Section 3E

How numbers can deceive

...

Generalities

One has to be very careful with row data

Even accurate data may easily yield wrong conclusions

We will consider several examples today

Better in each case but worse overall

A pharmaceutical company promotes a new treatment for acne:

	Mild Acne		Severe Acne
	Cured	Not Cured	Cured	Not Cured
Old Treatment	2	8	40	40
New Treatment	30	60	12	8

Rates of success: 33% versus 20% for mild acne,
and 60% versus 50% for severe acne.

More specifics...

90 patients received old treatment, 42 were cured with
42/90=46.7% success rate

110 patients received new treatment, 42 were cured with
42/110=38.7% success rate

The artificial subdivision into "mild" and "severe" cases made it possible to present the data in a way such that the new treatment looks better while it is not!

Better in each case but worse overall

Basketball example

		First Half			Second Half
Player	Baskets	Attempts	percent	Baskets	Attempts	percent
Kevin	4	10	40%	3	4	75%
Kobe	1	4	25%	7	10	70%

While totally during the whole game

Player	Baskets	Attempts	percent
Kevin	7	14	50%
Kobe	8	14	57%

Mammograms and cancer

In 85% cases, a mammogram correctly identifies a tumor as benign (not cancer) or malignant (cancer)

How threatening a positive mammogram may be?

Out of 10,000 tumors, 100 are malignant, and 85 of them will be correctly identified by mammograms.

Out of these 10,000 tumors, 9900 are benign, and \( 0.15 \times 9900 = 1485 \) of them will be misidentified by mammogram as cancer.

Thus out of 1485+85=1570 positive mammograms only 85, i.e 85/1570=0.054 or 5.4% cases have cancer.

Not as threatening as it looks!

Mammograms and cancer ... why so optimistic?

Assumption made: only 1% of tumors (100 out of 10,000) are malignant. What if 20%?

Now out of 10,000 tumors, 2,000 are malignant, and 1,700 of them will be correctly identified by mammograms.

Out of these 10,000 tumors, 8,000 are benign, and \( 0.15 \times 8000 = 1200 \) of them will be misidentified by mammogram as cancer.

Thus out of 1,700+1,200=2,900 positive mammograms already 1,700, i.e 1700/2900=0.586 or 58.6% cases have cancer.

Now it looks bad!

Mammograms and cancer ... extreme cases

Overly optimistic assumption: just 0% of tumors (0 out of 10,000) are malignant.

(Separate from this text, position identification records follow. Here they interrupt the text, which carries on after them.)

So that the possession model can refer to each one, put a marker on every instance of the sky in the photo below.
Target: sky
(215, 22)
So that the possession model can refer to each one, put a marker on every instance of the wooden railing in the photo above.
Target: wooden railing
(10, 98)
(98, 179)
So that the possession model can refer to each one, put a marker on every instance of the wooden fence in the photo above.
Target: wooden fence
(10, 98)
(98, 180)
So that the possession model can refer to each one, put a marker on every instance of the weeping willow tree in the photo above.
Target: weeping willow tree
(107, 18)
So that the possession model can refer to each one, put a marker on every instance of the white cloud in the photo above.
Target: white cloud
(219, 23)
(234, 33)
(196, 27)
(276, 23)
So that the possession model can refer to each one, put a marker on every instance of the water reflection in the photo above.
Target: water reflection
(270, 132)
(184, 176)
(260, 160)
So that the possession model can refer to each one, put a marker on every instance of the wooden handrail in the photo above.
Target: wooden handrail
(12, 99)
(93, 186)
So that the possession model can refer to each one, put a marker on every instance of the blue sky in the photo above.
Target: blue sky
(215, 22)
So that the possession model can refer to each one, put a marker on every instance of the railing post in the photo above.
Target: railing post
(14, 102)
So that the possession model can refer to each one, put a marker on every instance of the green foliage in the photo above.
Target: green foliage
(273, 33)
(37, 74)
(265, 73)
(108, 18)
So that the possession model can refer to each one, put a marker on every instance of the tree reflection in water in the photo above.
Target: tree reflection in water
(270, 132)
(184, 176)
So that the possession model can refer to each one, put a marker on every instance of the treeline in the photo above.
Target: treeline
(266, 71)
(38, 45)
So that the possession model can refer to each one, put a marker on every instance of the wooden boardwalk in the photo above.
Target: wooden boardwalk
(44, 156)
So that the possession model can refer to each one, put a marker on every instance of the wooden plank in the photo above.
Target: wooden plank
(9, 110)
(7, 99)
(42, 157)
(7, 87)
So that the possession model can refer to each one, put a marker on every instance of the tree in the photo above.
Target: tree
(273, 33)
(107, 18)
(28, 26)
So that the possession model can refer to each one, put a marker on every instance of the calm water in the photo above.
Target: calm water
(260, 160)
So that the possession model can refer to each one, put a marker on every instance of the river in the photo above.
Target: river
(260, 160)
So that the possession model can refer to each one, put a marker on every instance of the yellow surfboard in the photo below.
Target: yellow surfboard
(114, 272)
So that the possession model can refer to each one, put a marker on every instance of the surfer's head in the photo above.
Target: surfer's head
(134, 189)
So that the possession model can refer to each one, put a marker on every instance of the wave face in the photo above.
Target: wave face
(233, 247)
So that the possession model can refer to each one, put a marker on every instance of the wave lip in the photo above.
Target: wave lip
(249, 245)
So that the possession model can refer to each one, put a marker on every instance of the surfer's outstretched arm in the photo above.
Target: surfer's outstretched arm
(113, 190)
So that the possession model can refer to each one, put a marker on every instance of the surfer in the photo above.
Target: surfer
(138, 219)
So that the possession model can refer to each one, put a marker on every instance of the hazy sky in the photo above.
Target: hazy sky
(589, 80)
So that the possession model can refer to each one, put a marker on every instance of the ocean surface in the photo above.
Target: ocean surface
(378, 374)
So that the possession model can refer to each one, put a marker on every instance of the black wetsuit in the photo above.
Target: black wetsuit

No worry in this case, whatever the mammogram indicates: no cancer cases

Overly pessimistic assumtion: just 100% of tumors (all 10,000 out of 10,000) are malignant

Too bad a scenario: all 8,500 cases are identified correctly

Conclusion: how threatening is that depends not only on the accuracy of the identification, but also on the frequency of malignant tumors among all tumors

More on too many false positives: 95% accurate drug test

Assume that 4% out of a 1000 athletes (i.e. 40 people) use drugs for enhanced performance

A 95% accurate test will give us false positive on 5% out of 960 people

That comes out as \(0.05 \times 960 = 48\) innocent athletes accused

The test will find correctly \(0.95 \times 40=38\) drug users

Thus out of 38+48=86 accused only 38/86=0.44, i.e. 44% indeed used the drugs, and 56% did not.

That is a result of a 95% accurate test.

tax cuts for rich and their effect

2011 effect of 2001 tax cut

While the chart on the left suggests that rich pay bigger share of taxes, the right chart shows that they pay smaller amount in absolute dollars.

Clearly, that is because the total tax revenue was smaller.